Date Posted: April 13 2007

By Mark Gruenberg
PAI Staff Writer

WASHINGTON (PAI) - The stark partisan differences that accompanied House passage of the Employee Free Choice Act (EFCA) earlier this year followed into a hearing in the Senate Labor Committee on March 27.

The EFCA - organized labor's No. 1 priority - is designed to help level the playing field between workers and bosses in both organizing and bargaining. The act would guarantee recognition of a union when a majority of workers sign union cards. It also provides for mediation and then arbitration if management and the union can't agree on a contract, and it greatly strengthens penalties for unfair labor practices.

Management and their Republican allies say that workers should be required to go the further step of participating in secret ballot elections during union organizing drives. Organized labor maintains that management often takes the time before those elections to hold closed-door meetings and intimidate and threaten workers into voting against union representation.

Democrats, including panel chairman and chief Senate sponsor, Edward M. Kennedy (D-Mass.) either asked witnesses about what workers go through in organizing and bargaining, or connected the decline of the middle class and the decline of unions to the rabid anti-worker tactics by firms and union busters.

"This connection's too often missed," said panel member Hillary Rodham Clinton (D-N.Y.) "Too often we get into this pro-union, pro-employer conflict and the question of 'Whose side are you on?' We're all on the American side here," she said.
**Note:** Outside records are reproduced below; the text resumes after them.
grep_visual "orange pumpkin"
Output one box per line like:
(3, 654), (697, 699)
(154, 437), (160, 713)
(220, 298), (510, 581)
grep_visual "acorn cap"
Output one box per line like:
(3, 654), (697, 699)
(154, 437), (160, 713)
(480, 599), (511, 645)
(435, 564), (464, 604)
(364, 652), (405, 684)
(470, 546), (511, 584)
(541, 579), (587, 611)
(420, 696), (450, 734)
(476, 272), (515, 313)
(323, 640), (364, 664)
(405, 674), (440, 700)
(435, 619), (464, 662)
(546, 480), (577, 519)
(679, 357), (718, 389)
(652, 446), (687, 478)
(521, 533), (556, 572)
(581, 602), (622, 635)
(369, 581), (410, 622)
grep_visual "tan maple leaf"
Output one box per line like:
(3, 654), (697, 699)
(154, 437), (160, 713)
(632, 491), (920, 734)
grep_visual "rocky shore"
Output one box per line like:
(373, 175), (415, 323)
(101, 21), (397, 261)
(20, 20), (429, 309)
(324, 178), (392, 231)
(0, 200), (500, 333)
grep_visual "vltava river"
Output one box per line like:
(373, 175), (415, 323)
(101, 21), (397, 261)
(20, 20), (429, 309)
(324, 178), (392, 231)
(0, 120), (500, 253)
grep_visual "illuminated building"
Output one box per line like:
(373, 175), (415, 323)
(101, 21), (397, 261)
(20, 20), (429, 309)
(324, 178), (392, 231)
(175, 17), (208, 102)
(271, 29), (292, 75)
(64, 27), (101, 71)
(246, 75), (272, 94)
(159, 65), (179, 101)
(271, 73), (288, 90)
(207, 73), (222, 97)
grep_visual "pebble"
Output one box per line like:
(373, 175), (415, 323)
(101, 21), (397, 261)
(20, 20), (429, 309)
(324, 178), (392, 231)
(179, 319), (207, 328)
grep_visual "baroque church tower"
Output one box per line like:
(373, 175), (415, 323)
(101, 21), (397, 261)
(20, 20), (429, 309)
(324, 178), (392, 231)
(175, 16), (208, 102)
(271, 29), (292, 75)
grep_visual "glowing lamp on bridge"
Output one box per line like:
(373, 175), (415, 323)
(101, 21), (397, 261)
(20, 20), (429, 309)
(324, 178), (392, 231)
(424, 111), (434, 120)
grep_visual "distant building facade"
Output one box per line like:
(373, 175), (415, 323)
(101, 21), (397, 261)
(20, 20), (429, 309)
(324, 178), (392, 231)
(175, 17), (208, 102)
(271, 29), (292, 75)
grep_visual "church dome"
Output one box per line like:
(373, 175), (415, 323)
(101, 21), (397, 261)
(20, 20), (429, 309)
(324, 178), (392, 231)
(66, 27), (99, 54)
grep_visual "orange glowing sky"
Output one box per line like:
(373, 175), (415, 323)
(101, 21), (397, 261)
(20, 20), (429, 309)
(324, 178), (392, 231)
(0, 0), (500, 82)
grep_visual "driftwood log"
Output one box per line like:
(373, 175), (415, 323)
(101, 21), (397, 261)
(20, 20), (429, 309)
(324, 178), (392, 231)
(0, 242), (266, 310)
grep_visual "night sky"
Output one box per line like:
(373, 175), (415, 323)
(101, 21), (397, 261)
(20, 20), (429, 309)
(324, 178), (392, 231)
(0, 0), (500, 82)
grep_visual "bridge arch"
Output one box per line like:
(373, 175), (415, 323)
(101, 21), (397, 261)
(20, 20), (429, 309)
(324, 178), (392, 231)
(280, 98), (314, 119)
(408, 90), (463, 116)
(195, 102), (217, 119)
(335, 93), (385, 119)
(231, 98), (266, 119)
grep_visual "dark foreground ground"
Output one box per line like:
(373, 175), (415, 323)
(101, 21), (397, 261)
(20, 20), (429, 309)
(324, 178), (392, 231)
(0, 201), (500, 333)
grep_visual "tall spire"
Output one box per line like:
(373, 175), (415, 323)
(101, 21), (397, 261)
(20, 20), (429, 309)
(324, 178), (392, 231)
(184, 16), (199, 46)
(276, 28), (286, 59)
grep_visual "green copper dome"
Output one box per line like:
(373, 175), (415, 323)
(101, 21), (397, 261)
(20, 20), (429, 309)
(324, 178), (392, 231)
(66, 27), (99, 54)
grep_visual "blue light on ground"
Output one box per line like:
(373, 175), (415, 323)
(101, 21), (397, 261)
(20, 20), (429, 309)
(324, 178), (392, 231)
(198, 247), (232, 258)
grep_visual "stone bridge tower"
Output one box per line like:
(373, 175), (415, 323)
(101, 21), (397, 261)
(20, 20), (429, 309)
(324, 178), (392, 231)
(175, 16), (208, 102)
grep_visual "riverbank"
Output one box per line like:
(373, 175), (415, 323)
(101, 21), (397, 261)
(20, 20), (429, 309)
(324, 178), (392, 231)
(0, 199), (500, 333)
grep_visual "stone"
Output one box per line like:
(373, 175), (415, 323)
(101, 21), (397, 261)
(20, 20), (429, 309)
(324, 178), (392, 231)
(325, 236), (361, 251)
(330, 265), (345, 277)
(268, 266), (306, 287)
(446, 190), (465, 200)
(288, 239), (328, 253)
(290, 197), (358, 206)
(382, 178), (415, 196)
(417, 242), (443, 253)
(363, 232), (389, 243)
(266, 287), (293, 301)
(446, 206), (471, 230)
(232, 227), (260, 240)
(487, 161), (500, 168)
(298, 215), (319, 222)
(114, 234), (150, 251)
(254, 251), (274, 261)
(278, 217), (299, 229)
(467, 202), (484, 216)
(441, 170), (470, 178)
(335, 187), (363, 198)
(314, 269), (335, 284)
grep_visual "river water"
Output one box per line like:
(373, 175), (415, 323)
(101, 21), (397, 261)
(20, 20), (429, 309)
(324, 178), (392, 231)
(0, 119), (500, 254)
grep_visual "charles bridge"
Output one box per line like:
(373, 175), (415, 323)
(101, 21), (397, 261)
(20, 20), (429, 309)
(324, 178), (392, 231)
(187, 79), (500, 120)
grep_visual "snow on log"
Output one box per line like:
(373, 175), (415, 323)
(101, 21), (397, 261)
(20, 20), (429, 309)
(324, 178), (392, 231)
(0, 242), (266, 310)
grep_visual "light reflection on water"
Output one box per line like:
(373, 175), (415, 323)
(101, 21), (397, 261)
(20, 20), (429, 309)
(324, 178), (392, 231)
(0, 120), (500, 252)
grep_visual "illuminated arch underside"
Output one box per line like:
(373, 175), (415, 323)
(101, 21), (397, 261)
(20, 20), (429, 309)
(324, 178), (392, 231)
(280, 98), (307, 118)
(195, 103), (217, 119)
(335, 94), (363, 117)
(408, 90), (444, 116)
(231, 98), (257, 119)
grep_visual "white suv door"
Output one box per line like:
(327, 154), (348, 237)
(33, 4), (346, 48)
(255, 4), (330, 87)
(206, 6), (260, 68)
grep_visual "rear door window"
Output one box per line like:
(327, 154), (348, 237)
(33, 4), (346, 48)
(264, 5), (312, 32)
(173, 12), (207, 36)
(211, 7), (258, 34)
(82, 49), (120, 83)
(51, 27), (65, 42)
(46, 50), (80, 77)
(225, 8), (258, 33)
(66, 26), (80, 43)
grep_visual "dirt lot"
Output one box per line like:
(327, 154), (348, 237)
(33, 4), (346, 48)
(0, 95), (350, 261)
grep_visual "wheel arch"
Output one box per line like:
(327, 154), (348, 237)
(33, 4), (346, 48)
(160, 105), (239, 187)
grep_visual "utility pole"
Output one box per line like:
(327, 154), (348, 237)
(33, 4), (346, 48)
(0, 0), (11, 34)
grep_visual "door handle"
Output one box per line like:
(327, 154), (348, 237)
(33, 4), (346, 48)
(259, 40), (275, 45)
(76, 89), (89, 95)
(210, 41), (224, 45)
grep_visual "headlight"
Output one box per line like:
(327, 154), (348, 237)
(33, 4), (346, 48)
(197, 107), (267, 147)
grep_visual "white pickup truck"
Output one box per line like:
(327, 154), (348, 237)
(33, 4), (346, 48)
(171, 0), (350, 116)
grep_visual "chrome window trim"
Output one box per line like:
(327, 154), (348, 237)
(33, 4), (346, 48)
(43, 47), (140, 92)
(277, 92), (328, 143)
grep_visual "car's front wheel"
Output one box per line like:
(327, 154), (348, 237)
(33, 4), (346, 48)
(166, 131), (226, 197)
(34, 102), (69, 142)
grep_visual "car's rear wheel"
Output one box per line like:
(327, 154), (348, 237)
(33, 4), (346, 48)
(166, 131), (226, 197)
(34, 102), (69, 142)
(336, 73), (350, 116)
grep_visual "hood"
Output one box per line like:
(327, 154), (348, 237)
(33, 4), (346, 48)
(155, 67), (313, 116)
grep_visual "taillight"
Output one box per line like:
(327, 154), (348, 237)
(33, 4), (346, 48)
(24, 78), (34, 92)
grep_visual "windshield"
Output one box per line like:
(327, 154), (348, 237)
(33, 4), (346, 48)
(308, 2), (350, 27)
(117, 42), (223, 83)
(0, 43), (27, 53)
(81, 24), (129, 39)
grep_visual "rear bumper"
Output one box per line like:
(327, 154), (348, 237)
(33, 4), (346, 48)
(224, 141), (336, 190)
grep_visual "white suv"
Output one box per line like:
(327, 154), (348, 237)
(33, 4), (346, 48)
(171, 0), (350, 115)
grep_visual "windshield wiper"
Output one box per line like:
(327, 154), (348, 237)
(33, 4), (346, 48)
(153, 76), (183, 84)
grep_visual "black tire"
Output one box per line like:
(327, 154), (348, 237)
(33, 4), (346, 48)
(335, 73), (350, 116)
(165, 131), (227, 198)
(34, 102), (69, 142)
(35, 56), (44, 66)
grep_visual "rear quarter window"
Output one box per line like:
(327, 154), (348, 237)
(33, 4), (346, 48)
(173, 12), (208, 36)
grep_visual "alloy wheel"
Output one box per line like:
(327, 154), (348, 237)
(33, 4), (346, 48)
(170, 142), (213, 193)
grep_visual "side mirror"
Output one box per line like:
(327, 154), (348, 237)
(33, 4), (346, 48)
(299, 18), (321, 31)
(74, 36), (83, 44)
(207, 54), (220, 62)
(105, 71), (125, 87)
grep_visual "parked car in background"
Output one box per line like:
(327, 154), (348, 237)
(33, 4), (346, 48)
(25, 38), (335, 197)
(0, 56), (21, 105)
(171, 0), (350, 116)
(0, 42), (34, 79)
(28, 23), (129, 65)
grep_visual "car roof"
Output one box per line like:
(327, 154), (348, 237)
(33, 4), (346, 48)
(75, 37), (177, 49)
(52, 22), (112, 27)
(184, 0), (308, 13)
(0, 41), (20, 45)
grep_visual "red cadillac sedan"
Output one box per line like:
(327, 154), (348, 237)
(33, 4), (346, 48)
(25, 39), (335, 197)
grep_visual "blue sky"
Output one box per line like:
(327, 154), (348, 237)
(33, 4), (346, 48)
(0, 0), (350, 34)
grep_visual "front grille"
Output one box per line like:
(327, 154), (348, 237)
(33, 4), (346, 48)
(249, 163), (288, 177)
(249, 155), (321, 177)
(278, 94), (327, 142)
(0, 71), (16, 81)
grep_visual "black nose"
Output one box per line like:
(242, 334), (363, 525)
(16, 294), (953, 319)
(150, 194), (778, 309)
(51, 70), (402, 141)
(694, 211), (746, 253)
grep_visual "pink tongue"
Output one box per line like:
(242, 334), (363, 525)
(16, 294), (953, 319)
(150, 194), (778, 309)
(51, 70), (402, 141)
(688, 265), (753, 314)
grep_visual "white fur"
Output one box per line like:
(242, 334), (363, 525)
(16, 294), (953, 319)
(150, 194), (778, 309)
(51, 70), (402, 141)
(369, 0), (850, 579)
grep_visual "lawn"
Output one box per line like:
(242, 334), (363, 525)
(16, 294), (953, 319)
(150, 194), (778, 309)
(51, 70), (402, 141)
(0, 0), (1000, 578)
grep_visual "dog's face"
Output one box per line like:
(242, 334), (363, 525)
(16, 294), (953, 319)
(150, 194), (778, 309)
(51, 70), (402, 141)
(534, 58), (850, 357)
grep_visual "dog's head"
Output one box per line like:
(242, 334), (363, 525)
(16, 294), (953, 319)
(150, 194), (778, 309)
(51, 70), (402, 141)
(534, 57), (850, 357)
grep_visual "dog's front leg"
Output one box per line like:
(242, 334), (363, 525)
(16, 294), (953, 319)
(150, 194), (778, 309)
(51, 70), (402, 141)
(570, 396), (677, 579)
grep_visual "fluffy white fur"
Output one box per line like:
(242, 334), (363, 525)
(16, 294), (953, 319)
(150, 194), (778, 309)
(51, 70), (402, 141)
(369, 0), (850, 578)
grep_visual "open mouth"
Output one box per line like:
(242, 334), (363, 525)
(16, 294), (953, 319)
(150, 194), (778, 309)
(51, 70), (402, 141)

Clinton is one of its 46 Senate co-sponsors of the bill.

The bill passed the House, 241-185.

The sole GOP witness, former Clinton and Bush NLRB member Peter Hurtgen, a management-side labor lawyer, acknowledged that card check voting "has always been lawful" under present labor law. But the employer needs to agree to the card check, and few do. "It's always been a secondary method" of union recognition, Hurtgen said.

Hurtgen argued that legalizing card-check recognition of unions, as HR 800 proposes, would only lead to longer and more drawn-out litigation. No senator asked him who would be prolonging the lawsuits. Present labor law, Kennedy pointed out, is pro-employer and encourages legal delays.

Witness Earl Hohrein, of Greeley, Colo., a longtime Boilermaker and middle-aged Vietnam veteran, told Kennedy he was fired immediately after the Steel Workers won an election at the plant he helped organize there, Front Range Energy.

Hohrein said that "it could be years before I get my job back" due to the company's appeal of the NLRB ruling that it fired him illegally for organizing.

And when Hohrein does get his job back, he'll get back pay: $3,800. "That minimal penalty is not a real deterrent" to Front Line and other labor law-breakers, he added. Present labor law calls for giving an illegally fired worker his or her job back, plus back pay minus whatever other wages he or she earned while awaiting reinstitution.

"The employer is a potentate," Hohrein reminded senators, noting that even if the union wins a recognition vote, the employer still has the power of the paycheck to wield over the workers. "They hold all the controls." And when GOPers complained about unions, under card check, coercing workers to sign cards, Hohrein shot back: "I'm an example of union 'coercion.' "

Rep. Robert Andrews (D-N.J.) said that there have only been 42 cases of union coercion, fraud or misrepresentation in the signing of union authorization forms since the NLRB was formed. In contrast, in 2005 alone, he said the NLRB awarded back pay to 30,000 workers because of illegal employer discrimination.

The partisan wrangling foreshadows future fights over HR 800. That's what happened when the House approved it. Only 15 Republicans voted for it in that March 1 tally.

Kennedy said afterwards the Senate committee will hold a work session, called a markup, on the bill "very soon," but did not set a date. Sen. Bernie Sanders (Ind.-Vt.) welcomed a fight. "If our friends on the other side want to filibuster" - try to talk it to death - "let 'em. It's still time to stand up for working people in this country," he declared.